Revue de presse

Dumping salarial: le 17 août 1893, Français et Italiens s’empoignent à Aigues-Mortes

Chaque jour de l’été, «Le Temps» se plonge dans ses archives pour évoquer un événement historique marquant. Aujourd’hui, le massacre des saisonniers piémontais par les saliniers français

La France, en stagnation démographique à la fin du XIXe, commence à faire appel à des immigrés pour les besoins de son industrie naissante. Mais un cas dramatique de cette nouvelle tendance du marché du travail pour l’époque concerne des saisonniers piémontais employés dans les marais salants d’Aigues-Mortes. Ceux-ci furent entraînés dans des rixes avec les saliniers français, qui débouchent le 17 août 1893 sur un véritable massacre.

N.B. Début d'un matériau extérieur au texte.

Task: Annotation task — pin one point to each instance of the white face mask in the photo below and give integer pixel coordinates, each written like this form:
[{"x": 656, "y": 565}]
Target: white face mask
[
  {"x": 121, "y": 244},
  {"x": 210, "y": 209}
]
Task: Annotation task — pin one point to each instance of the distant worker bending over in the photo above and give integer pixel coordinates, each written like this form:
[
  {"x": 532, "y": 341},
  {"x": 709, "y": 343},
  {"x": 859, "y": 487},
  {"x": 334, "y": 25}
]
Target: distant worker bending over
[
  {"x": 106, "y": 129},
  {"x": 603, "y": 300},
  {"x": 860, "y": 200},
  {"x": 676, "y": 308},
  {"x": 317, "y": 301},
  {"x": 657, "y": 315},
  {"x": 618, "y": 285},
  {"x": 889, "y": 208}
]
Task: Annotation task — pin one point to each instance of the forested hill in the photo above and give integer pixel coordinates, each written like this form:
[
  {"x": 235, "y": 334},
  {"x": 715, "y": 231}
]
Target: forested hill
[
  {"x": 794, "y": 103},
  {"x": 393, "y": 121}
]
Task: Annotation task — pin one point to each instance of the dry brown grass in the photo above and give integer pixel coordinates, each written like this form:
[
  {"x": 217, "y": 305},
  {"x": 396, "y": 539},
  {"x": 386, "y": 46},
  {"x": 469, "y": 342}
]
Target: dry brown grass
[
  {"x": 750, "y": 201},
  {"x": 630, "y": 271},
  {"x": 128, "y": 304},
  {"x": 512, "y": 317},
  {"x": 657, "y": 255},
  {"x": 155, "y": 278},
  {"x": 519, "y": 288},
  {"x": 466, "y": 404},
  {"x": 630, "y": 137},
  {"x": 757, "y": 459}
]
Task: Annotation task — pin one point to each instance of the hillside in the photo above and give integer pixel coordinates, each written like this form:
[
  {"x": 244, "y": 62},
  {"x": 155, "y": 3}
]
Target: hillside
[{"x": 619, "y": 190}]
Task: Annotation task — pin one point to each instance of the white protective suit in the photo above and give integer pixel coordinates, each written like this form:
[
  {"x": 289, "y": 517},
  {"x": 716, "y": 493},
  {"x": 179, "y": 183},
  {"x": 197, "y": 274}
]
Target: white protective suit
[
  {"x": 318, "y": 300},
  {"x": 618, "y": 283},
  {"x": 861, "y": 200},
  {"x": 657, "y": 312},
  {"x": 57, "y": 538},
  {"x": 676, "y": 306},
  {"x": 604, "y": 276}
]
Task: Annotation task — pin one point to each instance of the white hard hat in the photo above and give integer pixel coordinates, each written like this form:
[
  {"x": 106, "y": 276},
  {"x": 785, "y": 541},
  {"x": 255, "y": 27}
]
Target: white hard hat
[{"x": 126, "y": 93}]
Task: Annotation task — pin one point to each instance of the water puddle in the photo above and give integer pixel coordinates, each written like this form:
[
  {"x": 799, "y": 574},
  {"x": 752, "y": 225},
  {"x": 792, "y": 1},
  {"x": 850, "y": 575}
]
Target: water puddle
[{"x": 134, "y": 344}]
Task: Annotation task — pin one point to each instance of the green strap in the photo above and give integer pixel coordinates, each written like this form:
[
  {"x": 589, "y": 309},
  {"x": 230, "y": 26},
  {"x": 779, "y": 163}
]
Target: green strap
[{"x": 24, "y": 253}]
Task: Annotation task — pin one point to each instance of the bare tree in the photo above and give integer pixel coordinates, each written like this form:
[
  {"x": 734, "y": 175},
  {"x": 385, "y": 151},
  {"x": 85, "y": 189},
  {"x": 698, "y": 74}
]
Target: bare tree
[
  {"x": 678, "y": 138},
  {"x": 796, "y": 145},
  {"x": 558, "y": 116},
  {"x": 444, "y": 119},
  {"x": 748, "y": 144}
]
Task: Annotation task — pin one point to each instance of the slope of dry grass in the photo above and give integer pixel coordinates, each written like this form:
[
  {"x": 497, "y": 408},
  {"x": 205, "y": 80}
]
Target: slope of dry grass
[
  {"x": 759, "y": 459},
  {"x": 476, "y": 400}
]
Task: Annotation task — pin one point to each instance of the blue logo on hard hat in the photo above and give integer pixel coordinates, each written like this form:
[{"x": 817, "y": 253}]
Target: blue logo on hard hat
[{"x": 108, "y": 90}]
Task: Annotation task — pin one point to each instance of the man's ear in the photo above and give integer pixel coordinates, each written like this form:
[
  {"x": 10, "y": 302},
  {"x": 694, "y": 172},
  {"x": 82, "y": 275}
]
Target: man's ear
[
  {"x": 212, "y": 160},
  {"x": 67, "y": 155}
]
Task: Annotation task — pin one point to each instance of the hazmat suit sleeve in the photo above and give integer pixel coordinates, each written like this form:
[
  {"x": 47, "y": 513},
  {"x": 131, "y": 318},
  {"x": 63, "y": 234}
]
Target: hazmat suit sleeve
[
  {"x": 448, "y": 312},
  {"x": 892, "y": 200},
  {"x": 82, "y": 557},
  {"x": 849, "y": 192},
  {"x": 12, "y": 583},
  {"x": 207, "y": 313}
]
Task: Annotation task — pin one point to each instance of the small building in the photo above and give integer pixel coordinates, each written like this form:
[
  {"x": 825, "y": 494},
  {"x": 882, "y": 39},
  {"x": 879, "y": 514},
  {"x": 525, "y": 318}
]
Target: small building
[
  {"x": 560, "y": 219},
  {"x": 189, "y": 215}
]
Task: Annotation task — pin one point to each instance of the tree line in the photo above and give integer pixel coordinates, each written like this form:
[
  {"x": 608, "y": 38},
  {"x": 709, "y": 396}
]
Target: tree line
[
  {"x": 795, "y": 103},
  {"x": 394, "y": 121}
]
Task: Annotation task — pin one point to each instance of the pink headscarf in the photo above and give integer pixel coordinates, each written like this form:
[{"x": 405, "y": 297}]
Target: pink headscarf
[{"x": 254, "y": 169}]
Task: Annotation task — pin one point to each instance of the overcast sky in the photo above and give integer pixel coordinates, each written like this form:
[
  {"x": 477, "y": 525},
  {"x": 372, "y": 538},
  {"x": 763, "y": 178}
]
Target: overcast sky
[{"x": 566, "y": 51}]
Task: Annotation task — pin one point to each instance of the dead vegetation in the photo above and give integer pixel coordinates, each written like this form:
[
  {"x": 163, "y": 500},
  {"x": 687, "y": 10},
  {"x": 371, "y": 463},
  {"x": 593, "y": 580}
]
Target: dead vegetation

Les Italiens travaillent «pour un prix minime», explique le Journal de Genève deux jours plus tard, ce qui fait des locaux des victimes de dumping salarial. Les deux camps en viennent donc à se battre «à coups de pierres, de pioches et de gourdins» et tous profèrent «des cris de mort» contre les autres: c’est «une bagarre épouvantable». «Les Italiens furent assaillis et assommés à coups de bâton et de fourches dont leurs adversaires étaient armés; plus de vingt Italiens tombèrent ensanglantés sur la route, une dizaine d’entre eux frappés à mort.»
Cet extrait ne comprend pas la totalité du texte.